Passing clerk generated token to python client?
I generated a token from clerk in react and passed it to a Python service
These are errors I got
I am using dev env and I am pretty sure the url I used in both frontend and backend is consistent. And what's more interesting is, when I removed
convex.set_auth(token)
, the code ran through. I am really confused right now, what are we doing with the token if this is not required? Why providing a token will instead lead to the auth failure?25 Replies
What does your "chats.get" query look like? Note that
await auth.getUserIdentity();
evaluates to null
when the user is not authenticated, at which point your function needs to throw an error an error if auth is bad. But if the auth token is expired (which happens every 60 seconds by default with Clerk!) auth.getUserIdentity()

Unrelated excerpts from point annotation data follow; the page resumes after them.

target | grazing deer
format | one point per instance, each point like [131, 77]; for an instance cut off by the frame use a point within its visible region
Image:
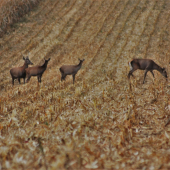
[19, 72]
[36, 71]
[70, 70]
[147, 65]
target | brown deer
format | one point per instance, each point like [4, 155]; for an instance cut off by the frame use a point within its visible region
[19, 72]
[36, 71]
[147, 65]
[70, 70]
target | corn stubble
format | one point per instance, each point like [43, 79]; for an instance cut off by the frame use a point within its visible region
[102, 121]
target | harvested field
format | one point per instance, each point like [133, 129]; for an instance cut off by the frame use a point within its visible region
[102, 121]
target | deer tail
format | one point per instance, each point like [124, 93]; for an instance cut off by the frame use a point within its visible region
[130, 65]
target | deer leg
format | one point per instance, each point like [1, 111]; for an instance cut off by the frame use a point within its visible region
[130, 73]
[73, 78]
[40, 79]
[12, 81]
[28, 78]
[19, 80]
[63, 77]
[145, 76]
[152, 73]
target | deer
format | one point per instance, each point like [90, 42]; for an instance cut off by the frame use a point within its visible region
[70, 70]
[19, 72]
[36, 71]
[147, 65]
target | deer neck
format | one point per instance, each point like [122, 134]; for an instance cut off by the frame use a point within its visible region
[25, 65]
[157, 67]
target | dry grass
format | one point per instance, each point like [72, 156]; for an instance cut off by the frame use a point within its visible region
[12, 10]
[100, 122]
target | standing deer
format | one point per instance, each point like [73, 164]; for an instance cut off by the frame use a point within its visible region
[19, 72]
[36, 71]
[147, 65]
[70, 70]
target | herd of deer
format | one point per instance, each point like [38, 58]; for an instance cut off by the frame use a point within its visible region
[27, 72]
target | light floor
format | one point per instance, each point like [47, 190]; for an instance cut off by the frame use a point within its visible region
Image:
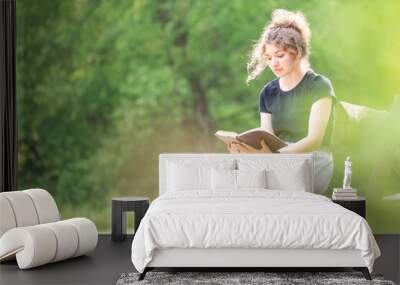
[111, 259]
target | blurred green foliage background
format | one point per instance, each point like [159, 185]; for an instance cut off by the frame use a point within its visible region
[104, 86]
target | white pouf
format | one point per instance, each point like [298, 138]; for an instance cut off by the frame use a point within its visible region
[31, 232]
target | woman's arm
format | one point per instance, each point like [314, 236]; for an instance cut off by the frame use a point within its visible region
[266, 122]
[317, 123]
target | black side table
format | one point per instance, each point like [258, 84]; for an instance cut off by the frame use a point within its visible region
[121, 205]
[356, 205]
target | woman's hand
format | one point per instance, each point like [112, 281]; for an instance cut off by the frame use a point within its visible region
[245, 148]
[233, 147]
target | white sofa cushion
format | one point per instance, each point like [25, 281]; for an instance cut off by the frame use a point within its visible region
[188, 177]
[251, 178]
[186, 174]
[282, 174]
[223, 179]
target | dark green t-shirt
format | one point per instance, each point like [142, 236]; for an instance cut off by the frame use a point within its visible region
[291, 109]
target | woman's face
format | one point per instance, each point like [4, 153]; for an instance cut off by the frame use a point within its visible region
[281, 61]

will throw. This could result in the behavior you see here; null is returned for "user is not authenticated," while an error is thrown for "user appears to have attempted to authenticate, but their token is expired."
For Python a manually implemented API token is often a better fit, unless the Python code always runs within a few seconds of being handed an updated Clerk auth token.I generated a new clerk token and passed it to the python client so I don't think expiration is a problem? (I've also extended its time)
What does your chat.get function look like?
When you say "generated a new clerk token" what kind of token is this, an OpenID token from a browser login flow?
there you go
1. When I commented out the
await auth.getUserIdentity()
part, the function can run without auth, is that expected?
2. When await auth.getUserIdentity()
is uncommented, with the token generated from clerk, I got the error 401 Client Error: Unauthorized for url: ...
(I don't understand why, can I directly take the freshly generated token from clerk with (const { getToken } = useAuth()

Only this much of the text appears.